No respite in anti-PKK raids, Erdoğan declares

No respite in anti-PKK raids, Erdoğan declares

RİZE – Anatolia News Agency
No respite in anti-PKK raids, Erdoğan declares

Prime Minister Recep Tayyip Erdoğan is seen talking with citizens in his hometown of Rize, in the Black Sea region, yesterday. DHA photo

Prime Minister Recep Tayyip Erdoğan has vowed no respite in police operations against the Kurdistan Communities Union (KCK) and warned that criticism of the massive investigation amounted to “support for terrorism.”

No one should expect the operations against the KCK, the alleged urban network of the outlawed Kurdistan Workers’ Party (PKK), to stop, Erdoğan said yesterday during a visit to the Black Sea province of Rize.

“I’m warning once again: You have to know the KCK. The statements you make without knowing where the KCK is extending to and what roles people within it have undertaken amount to support for terrorism and service of terrorism,” Erdoğan said.

“We will not allow a parallel state structure [to be established] within the state.

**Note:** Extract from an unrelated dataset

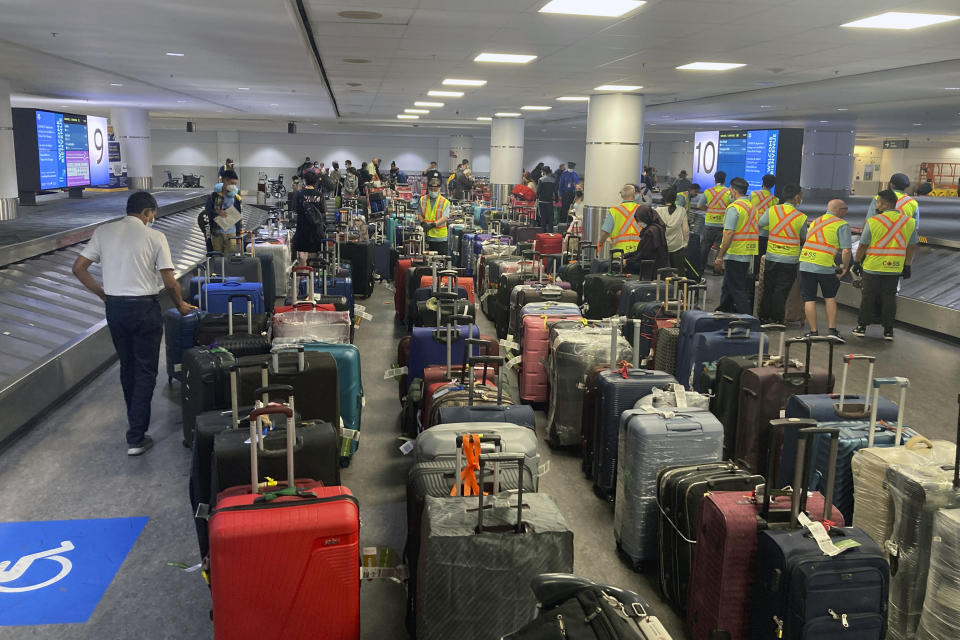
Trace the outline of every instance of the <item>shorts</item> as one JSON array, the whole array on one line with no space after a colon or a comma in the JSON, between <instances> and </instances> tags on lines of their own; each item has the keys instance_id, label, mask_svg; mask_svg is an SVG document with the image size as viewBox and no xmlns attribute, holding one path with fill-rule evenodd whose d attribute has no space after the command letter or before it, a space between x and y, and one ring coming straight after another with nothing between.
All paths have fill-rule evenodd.
<instances>
[{"instance_id":1,"label":"shorts","mask_svg":"<svg viewBox=\"0 0 960 640\"><path fill-rule=\"evenodd\" d=\"M840 290L840 279L835 273L800 272L800 295L804 302L813 302L817 299L817 285L824 298L836 298Z\"/></svg>"}]
</instances>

There is a single state in Turkey and that’s the state of the Turkish Republic,” he said. “If some call me statist or nationalist because of these remarks, then, yes, I’m statist and a nationalist. We have an obligation to speak openly about these realities.”

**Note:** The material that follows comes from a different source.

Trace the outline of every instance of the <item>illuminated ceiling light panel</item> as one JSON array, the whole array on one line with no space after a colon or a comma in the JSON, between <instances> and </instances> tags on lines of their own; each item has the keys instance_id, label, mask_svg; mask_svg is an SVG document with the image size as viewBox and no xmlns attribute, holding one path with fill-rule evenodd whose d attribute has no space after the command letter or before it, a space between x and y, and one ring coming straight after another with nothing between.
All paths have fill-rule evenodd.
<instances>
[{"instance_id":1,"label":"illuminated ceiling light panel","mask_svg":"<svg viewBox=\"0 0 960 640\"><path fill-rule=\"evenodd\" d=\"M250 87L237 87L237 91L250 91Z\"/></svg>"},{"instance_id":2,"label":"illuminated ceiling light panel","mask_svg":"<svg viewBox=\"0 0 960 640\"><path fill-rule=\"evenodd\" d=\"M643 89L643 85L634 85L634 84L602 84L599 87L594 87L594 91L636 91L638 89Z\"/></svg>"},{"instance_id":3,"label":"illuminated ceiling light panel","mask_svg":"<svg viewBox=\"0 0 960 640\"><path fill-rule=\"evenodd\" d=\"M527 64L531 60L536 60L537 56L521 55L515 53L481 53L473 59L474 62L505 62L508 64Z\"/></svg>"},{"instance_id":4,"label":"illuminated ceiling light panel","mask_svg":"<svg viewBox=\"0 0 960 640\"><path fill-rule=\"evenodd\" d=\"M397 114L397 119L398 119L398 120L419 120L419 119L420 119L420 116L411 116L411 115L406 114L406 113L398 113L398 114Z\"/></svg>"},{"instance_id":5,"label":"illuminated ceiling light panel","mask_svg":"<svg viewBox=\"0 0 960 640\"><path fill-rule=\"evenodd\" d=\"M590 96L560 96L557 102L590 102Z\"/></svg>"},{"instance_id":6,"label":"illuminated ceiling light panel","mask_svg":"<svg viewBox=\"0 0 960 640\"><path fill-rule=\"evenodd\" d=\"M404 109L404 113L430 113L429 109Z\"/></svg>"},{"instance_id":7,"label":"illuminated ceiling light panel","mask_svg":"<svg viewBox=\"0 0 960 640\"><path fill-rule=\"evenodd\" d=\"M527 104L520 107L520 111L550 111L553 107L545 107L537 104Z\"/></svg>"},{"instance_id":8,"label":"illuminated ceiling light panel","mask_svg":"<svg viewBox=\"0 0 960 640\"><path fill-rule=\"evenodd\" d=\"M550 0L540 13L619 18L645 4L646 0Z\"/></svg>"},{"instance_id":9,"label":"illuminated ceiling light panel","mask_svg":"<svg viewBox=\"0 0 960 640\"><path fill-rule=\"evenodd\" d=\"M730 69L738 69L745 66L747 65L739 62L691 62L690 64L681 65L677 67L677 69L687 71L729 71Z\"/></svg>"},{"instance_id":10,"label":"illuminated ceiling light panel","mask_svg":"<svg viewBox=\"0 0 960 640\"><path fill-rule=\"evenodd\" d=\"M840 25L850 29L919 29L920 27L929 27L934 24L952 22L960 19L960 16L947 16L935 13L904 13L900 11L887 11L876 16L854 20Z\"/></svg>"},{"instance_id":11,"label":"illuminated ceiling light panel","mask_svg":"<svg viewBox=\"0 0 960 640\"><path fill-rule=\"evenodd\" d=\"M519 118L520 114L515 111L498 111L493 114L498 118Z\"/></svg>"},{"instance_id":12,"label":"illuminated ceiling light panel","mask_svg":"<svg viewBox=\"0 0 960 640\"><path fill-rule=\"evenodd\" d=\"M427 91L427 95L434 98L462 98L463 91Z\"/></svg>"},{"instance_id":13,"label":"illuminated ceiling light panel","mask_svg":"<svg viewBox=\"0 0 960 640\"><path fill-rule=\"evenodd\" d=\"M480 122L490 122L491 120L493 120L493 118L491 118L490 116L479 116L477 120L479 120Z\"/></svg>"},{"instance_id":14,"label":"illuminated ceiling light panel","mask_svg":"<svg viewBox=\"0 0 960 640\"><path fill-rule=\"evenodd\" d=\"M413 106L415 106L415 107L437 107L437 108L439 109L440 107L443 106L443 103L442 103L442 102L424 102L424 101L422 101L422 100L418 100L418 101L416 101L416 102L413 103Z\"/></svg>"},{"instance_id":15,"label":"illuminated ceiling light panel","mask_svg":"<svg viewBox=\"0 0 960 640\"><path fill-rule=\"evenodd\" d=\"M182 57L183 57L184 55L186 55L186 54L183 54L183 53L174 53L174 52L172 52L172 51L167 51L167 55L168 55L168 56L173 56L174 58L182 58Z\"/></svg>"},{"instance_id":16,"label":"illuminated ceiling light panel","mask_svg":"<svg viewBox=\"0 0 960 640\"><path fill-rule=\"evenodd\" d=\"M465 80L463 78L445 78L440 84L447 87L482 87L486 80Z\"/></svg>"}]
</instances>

Erdoğan’s comments against critics of the KCK arrests followed his talks with Iraqi Kurdish leader Masoud Barzani, who visited Turkey last week to discuss stronger cooperation against the PKK. The latest wave of KCK arrests fuelled criticism when prominent law professor Büşra Ersanlı and renowned publisher and free speech activist Ragıp Zarakolu were arrested pending trial on charges of links to the KCK.

Referring to military operations against the PKK in Turkey and across the border in northern Iraq following the Oct. 19 killing of 24 soldiers in the eastern province of Hakkari’s Çukurca district, Erdoğan said, “We won’t stop, we’ll keep them up.”

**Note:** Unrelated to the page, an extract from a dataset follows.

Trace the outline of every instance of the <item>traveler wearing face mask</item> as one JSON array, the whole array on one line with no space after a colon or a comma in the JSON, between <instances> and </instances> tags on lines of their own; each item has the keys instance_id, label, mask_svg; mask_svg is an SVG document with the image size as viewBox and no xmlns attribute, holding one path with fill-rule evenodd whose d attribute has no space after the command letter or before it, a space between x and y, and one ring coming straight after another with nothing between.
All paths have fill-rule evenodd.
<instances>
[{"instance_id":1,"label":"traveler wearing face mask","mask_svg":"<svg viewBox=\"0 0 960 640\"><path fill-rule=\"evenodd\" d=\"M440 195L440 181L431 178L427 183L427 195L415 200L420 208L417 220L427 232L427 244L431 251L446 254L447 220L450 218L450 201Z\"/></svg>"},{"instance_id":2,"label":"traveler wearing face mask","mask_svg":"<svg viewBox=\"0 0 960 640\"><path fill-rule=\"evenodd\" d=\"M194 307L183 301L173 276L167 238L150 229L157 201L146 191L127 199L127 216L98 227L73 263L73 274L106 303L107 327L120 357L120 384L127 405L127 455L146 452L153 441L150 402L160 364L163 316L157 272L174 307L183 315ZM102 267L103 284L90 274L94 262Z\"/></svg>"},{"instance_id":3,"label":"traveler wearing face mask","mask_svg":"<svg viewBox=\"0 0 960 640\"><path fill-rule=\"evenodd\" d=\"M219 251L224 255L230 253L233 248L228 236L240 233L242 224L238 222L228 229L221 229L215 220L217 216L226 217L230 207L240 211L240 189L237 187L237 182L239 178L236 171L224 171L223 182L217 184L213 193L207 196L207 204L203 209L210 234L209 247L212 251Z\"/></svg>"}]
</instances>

The PKK is listed as a terrorist organization by Turkey, the United States and the European Union.

Erdoğan also said no one should seek to create professional competition between the police and the military. “Both our institutions are keeping up the fight against terror, hand in hand and shoulder to shoulder.”

The prime minister said the Turkish nation should stand strong against any attempt to “undermine” its unity.

“There are people who want to undermine our fraternity. We should not let this happen,” he said. “We are going to love each other. Turks are not superior to Kurds and Kurds are not superior to Turks. We reject the superiority of any ethnic identity over another.”

In further remarks, Erdoğan brushed aside criticism over the relief effort in the wake of last month’s earthquake in Van, noting that the quake victims would be provided with temporary accommodation by mid-December. The government is planning to complete the construction of new homes by the end of July, he added.